A - Packets 贪心

A factory produces products packed in square packets of the same height h and of the sizes 1*1, 2*2, 3*3, 4*4, 5*5, 6*6. These products are always delivered to customers in the square parcels of the same height h as the products have and of the size 6*6. Because of the expenses it is the interest of the factory as well as of the customer to minimize the number of parcels necessary to deliver the ordered products from the factory to the customer. A good program solving the problem of finding the minimal number of parcels necessary to deliver the given products according to an order would save a lot of money. You are asked to make such a program.

Input

The input file consists of several lines specifying orders. Each line specifies one order. Orders are described by six integers separated by one space representing successively the number of packets of individual size from the smallest size 1*1 to the biggest size 6*6. The end of the input file is indicated by the line containing six zeros.

Output

The output file contains one line for each line in the input file. This line contains the minimal number of parcels into which the order from the corresponding line of the input file can be packed.
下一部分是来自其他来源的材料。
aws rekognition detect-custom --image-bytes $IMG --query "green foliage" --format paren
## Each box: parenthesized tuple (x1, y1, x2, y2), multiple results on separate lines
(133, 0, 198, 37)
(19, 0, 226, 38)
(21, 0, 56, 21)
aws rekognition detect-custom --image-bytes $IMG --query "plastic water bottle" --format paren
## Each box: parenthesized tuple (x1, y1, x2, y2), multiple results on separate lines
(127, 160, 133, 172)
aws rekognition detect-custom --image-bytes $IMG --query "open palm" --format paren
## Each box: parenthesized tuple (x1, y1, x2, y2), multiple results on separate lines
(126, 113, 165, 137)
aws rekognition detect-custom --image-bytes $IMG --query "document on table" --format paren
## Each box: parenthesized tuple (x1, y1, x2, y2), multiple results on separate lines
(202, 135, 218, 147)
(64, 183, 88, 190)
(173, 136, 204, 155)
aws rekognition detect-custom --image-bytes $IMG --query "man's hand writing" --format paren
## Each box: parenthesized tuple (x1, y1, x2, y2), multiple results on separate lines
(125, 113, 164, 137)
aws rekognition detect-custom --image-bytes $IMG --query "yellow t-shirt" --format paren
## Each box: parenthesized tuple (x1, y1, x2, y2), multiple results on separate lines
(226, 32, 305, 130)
There is no line in the output file corresponding to the last ``null'' line of the input file.

Sample Input

0 0 4 0 0 1
7 5 1 0 0 0
0 0 0 0 0 0 

Sample Output

2
1 

题目大意
就是给你六个数字，从前往后依次代表，i*i类型的箱子，不考虑高度，问你给你最少多少个6*6的箱子
首先意识到，4，5，6单独占一个箱子，3*3的四个占一个箱子，先根据3，4，5，6求出一个大概的数量
之后2就填充3，4占用的箱子空下来的空间，1就占用其他空间。

#include <stdio.h>
#include <stdlib.h>
#include <string.h>
#include <algorithm>
#include <iostream>
using namespace std;
int dir[4]={0,5,3,1};
int main()
{
    int a[10];
    while(1)
    {
        int sum=0,ans=0;
        for(int i=1;i<=6;i++)
        {
            scanf("%d",&a[i]);
            sum+=a[i];
        }
        if(sum==0) break;
        ans=(a[3]+3)/4+a[4]+a[5]+a[6];
        int cnt_2=a[4]*5+dir[a[3]%4];
        if(a[2]>cnt_2)
        {
            ans+=(8+a[2]-cnt_2)/9;
        }
        int cnt_1=ans*36-a[3]*9-a[4]*16-a[5]*25-a[6]*36-a[2]*4;
        if(a[1]>cnt_1)
        {
            ans+=(35+a[1]-cnt_1)/36;
        }
        printf("%d\n",ans);
    }
    return 0;
}